Hari ke 5 Ny W sudah diperbolehkan untuk pulang, namun bayi Ny W masih harus tinggal di RS karena mengalami jaundice (kuning) dan harus di lakukan Foto Therapi selama beberapa hari. Selama di rumah Ny W mengalami post partum blues dan mengalami mastitis (payudara bengkak dan meradang) karena produksi ASI sudah banyak namun tidak bisa keluar. Setelah diberikan pengobatan akhirnya ASI mulai keluar namun tidak lancar. Sedangkan bayinya masih kuning dan di rawat di RS dan sayangnya kondisi bayinya semakin hari justru semakin menurun. Tgl 30 Maret 2012, akhirnya kondisi bayinya semakin turun dan akhirnya sang bayi meninggal.

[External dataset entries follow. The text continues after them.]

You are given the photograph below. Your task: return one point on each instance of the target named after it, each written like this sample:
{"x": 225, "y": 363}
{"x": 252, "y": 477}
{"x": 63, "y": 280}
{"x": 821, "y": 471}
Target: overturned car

Ny W sangat Syok namun dia tidak bisa apa-apa lagi karena semuanya sudah terjadi. Dan saat ini Ny W akhirnya memutuskan untuk mengikuti Self Healing di Bidan Y atas saran Ny N sahabatnya.
Kasus ke 3
3. Ny S adalah ibu muda, hamil ke 3 dengan riwayat persalinan normal sebelumnya dan mengalami trauma karena anaknya yang ke-2 meninggal beberapa hari setelah lahir akibat kegagalan penutupan klep jantung (informasi dr dr Anak yang merawat saat itu). Sejak umur kehamilan 14 minggu Ny S selalu datang ke Bidan Y untuk melakukan relaksasi Hypnobirthing dengan tujuan untuk menghilangkan birth trauma yang pernah dia alami dan menyiapkan proses persalinan anaknya yang ke 3 dengan proses yang sealami mungkin tanpa intervensi.
Memasuki umur kehamilan 28 minggu Ny S rajin melakukan Yoga untuk ibu hamil dan tai chi untuk ibu hamil dan latihan teknik nafas.

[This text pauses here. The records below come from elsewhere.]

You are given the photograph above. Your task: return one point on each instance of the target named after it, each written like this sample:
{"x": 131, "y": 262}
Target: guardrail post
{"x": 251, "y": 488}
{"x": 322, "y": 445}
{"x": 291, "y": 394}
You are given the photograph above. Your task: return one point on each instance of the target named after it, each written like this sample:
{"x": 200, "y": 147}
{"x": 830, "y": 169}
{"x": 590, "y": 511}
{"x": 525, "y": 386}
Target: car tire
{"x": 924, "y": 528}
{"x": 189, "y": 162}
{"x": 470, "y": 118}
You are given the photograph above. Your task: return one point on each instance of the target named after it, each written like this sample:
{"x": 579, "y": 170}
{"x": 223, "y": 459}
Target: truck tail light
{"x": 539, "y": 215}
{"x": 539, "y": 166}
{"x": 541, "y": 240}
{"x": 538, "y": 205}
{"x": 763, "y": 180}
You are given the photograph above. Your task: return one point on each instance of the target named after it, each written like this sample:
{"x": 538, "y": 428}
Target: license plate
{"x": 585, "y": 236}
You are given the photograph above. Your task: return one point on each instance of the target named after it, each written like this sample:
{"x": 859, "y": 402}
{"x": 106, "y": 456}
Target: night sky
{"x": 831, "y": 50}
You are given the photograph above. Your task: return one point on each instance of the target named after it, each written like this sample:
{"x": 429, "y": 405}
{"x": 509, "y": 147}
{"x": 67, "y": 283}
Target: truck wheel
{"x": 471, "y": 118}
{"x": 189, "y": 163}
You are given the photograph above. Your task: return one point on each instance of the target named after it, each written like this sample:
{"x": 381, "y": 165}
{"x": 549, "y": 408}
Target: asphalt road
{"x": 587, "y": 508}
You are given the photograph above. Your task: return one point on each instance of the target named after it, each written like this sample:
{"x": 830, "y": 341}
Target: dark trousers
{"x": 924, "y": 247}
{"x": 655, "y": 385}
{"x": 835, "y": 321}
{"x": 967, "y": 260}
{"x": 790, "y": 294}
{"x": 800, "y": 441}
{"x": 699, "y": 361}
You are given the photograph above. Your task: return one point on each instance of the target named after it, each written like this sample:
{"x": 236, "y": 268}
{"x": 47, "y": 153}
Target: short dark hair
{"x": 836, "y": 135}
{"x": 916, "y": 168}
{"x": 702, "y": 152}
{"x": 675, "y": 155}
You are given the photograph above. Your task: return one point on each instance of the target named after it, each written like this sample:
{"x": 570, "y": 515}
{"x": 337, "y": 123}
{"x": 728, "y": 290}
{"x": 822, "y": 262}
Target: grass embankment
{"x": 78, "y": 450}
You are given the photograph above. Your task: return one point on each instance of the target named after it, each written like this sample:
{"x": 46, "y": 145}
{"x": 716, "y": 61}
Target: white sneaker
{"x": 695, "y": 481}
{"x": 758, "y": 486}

Umur kehamilan memasuki 40 minggu, belum ada tanda persalinan yang dirasakan. Begitu juga ketika umur kehamilan memasuki 41 minggu. Nah ketika umur kehamilan menginjak 41 minggu lebih 2 hari Ny S mulai cemas dan khawatir, ketakutan dan kekhawatiran akan kehilangan buah hatinya seperti tahun lalu selalu menghantui pikirannya saat itu.

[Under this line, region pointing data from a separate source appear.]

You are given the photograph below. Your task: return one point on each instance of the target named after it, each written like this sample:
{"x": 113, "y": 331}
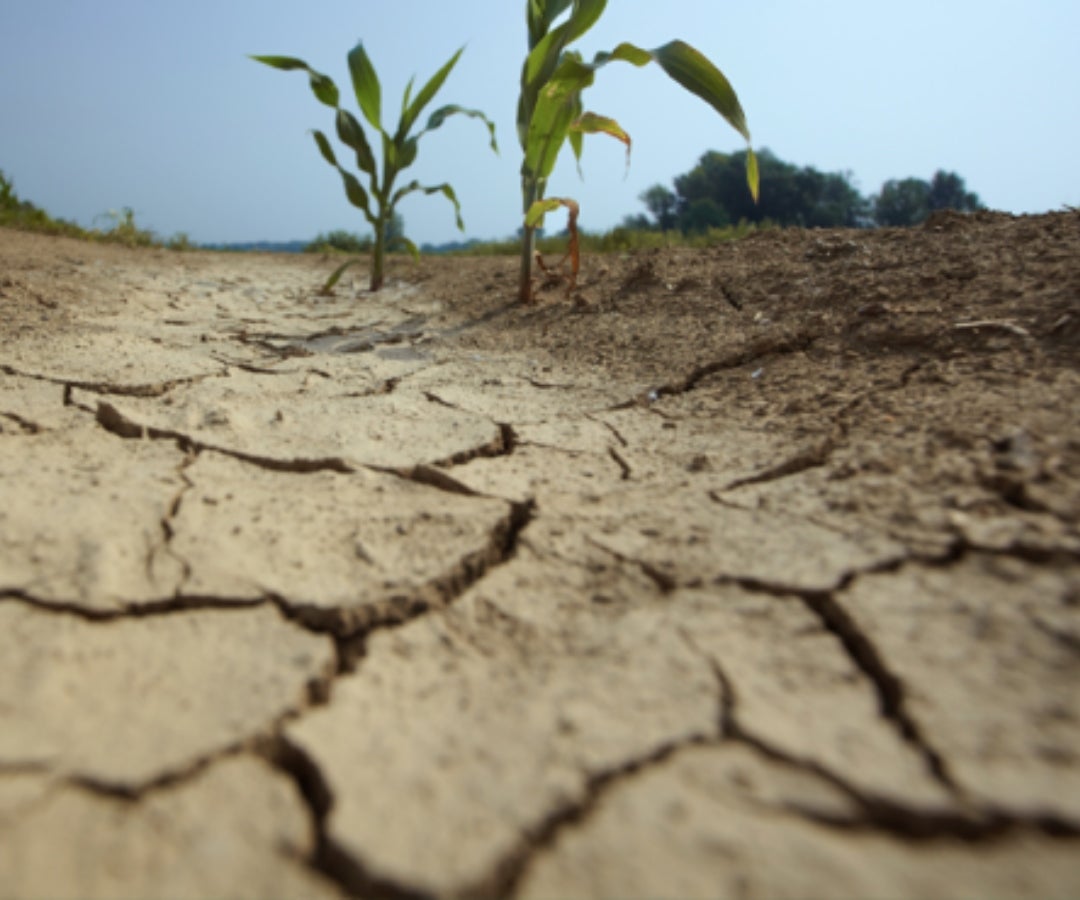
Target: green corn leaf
{"x": 427, "y": 94}
{"x": 694, "y": 71}
{"x": 557, "y": 106}
{"x": 444, "y": 112}
{"x": 353, "y": 189}
{"x": 365, "y": 83}
{"x": 685, "y": 65}
{"x": 322, "y": 85}
{"x": 545, "y": 55}
{"x": 445, "y": 189}
{"x": 591, "y": 123}
{"x": 542, "y": 15}
{"x": 753, "y": 176}
{"x": 541, "y": 207}
{"x": 352, "y": 135}
{"x": 406, "y": 152}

Meditasi, relaksasi, komunikasi dengan janin dilakukannya semakin intens. Dan puncaknya di suatu malam tgl 26 Maret 2012, Ny S mengatakan hendak ke RS J untuk dilakukan Induksi. Namun yang terjadi adalah sang kaka menangis sejadi-jadinya dan melarang sang ibu untuk pergi ke RS akhirnya malam itu mereka berdua menangis dan pasrah. Tgl 27 Maret 2012 pagi, akhirnya “tanda cinta” itu datang, ny S mengalami flek dan kontraksi. Akhirnya dnegan penuh sukacita Ny S sekeluarga datang ke Klinik Bidan Y. Setelah dilakukan pemeriksaan ternyata sudah mengalami pembukaan 4 cm.
Gelombang demi gelombang dinikmati Ny S dengan tenang dan nyaman. Dan akhirnya tgl 27 Maret 2012, Ny S melahirkan melalui waterbirth dan tanpa mengejan sama sekali dan ajaibnya bayinya lahir dengan berat badan 4,1 kg. Sebuah proses persalinan yang lancar dan sangat tenang. Dans emua keluarga pun bersukacita karena ini.